リアル『宇宙兄弟』

漫画『宇宙兄弟』の初めの部分の盛り上がりである「宇宙飛行士選抜試験」のリアル版です。あの実験棟での閉塞空間のなかでのグループワークです。たとえば、こんな課題が描かれています。
まずリーダーを一人選び、次に「設計」チーム、「製造」チーム、「品質管理」チームの3つに分かれ、レゴのようなプラスチック製のブロックで”空飛ぶ車”を10台作るというグループワークで課題をこなしていきます。

職業紹介業という仕事柄か、私は、人材採用という点で、JAXA(日本の宇宙航空研究開発機構)とNASA(アメリカ航空宇宙局)のやり方の違いに目がいきました。

JAXAは、国際宇宙ステーションの船長となりうる最高の人材の発掘を目指し、「医学審査委員会」「資質審査委員会」のそれぞれで、検査や面接が行われ、A、Bプラス、B、Bマイナス、Cといった段階制の評価が与えられ、これらはすべて点数に換算されました。なかなか数値化できない要素も、白熱した議論を経て、応募者にA、Bブラス、B、Bマイナスといった評価がつけられていき、得点の高い順から順位付けがなされたということです。そして最後は「宇宙飛行士審査委員会」が2つの委員会で審査した結果を総合評価するという念の入りようです。

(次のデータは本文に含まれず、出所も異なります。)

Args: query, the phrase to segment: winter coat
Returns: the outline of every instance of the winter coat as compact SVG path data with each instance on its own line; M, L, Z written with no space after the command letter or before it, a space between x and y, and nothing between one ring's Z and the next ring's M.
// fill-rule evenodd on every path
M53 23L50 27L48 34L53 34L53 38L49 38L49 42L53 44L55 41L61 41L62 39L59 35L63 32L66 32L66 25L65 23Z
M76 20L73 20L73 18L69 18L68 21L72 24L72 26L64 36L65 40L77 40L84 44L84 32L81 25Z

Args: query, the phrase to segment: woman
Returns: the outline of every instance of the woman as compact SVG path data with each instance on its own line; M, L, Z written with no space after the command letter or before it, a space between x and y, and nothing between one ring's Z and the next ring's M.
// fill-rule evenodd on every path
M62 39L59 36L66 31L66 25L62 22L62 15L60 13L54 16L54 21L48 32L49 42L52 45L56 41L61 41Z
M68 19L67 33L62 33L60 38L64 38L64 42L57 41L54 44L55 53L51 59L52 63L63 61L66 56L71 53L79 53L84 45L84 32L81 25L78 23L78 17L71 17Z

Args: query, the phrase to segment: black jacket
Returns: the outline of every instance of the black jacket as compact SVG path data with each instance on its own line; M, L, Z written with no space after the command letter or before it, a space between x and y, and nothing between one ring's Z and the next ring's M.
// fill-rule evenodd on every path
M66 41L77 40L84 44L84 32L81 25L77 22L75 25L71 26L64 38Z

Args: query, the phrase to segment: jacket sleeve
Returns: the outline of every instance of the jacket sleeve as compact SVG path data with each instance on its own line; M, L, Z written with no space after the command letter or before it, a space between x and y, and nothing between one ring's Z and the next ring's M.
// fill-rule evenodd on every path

これに対して、NASAはほぼ面接だけで採否が決まるというシンプルな採用試験を行っています。面接では、高校時代からの自分について話すよう、求められました。仕事にしても、プライベートにしても、どのような人間関係を築いてきたのか。どういう人間関係がよい関係だったか。逆に、悪い人間関係とはどのようなものだったか。その悪い人間関係は、どう改善すればよかったのか。自分の体験を答えるよう求められたのです。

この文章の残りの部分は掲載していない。